The proportion of positive samples at first and second follow-up was calculated in the case of various antibody tests. This proportion corresponds to diagnostic sensitivity of various antibodies to indicate previous COVID-19 infection. The sensitivity of SARS-CoV-2 N antigen total antibody at first follow up after median 48 days and second follow-up at 140 days at the manufacturers’ cut-offs of the different antibodies is shown in Table 1. There is no statistically significant difference in sensitivity at the two timepoints for SARS-CoV-2 N antigen total antibody, SARS-CoV-2 S protein IgG, and SARS-CoV-2 S protein IgA. The sensitivities of the SARS-CoV-2 N-antigen IgG, however, differ between the two timepoints (p=0.002). If lower cut-offs than those provided by the manufacturers are used, higher sensitivities of the isotype specific assays could be expected and the time dependency of test performance could be less pronounced .
Overall, different patterns of antibody kinetics depend on the target antigen and antibody isotypes. IgA and IgG against the SARS-CoV-2 S-protein show a decrease; however, the total antibody levels directed against the SARS-CoV-2 N-antigen remain stable despite a decrease in SARS-CoV-2 N-antigen IgG. The levels of SARS-CoV-2 N-antigen total antibody may be due to sustained response of non-IgG antibody isotypes, which requires confirmation in additional studies. When looking in detail at the antibody level, a non-significant decline can be seen. Alternatively, the non-significant SARS-CoV-2 decline of N-antigen total antibody levels may thus also be explained with a type II error due to limited sample size or a slower decline of total antibody levels. In conclusion, the levels of SARS-CoV-2 N-antigen total antibody, unlike SARS-CoV-2 S-protein IgG and IgA and SARS-CoV-2 N-antigen IgG levels, are suitable for reliable detection of past COVID-19 infection of mild to moderate severity for up to five months after the symptom onset. Patients with severe COVID-19 and asymptomatic SARS-CoV-2 positive persons were not investigated in the present study. Currently, it is not known whether the sustained SARS-CoV-2 N-antigen total antibody response persists in asymptomatic SARS-CoV-2 positive persons, beyond 140 days and whether these antibody levels indicate protective immunity or only provide evidence for past recovery from COVID-19.

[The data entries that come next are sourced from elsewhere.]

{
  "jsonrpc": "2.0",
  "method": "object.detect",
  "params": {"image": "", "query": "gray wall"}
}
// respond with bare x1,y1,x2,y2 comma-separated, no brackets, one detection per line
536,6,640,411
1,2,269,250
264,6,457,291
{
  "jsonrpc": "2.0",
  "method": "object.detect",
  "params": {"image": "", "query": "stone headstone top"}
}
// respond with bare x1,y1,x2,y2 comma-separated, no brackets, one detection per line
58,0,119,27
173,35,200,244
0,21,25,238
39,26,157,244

Funding source: Government of the Principality of Liechtenstein
Research funding: The research project was funded by a grant from the Government of the Principality of Liechtenstein.

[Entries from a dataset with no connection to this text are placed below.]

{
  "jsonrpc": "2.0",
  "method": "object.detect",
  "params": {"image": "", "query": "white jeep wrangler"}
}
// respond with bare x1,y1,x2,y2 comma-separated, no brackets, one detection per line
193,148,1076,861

Author contributions: All authors have accepted responsibility for the entire content of this manuscript and approved its submission.
Competing interests: Authors state no conflict of interest.
Informed consent: Informed consent was obtained from all individuals included in this study.
Ethical approval: The study protocol was verified by the Kantonale Ethikkommission Zürich (BASEC-Number 2020-00676).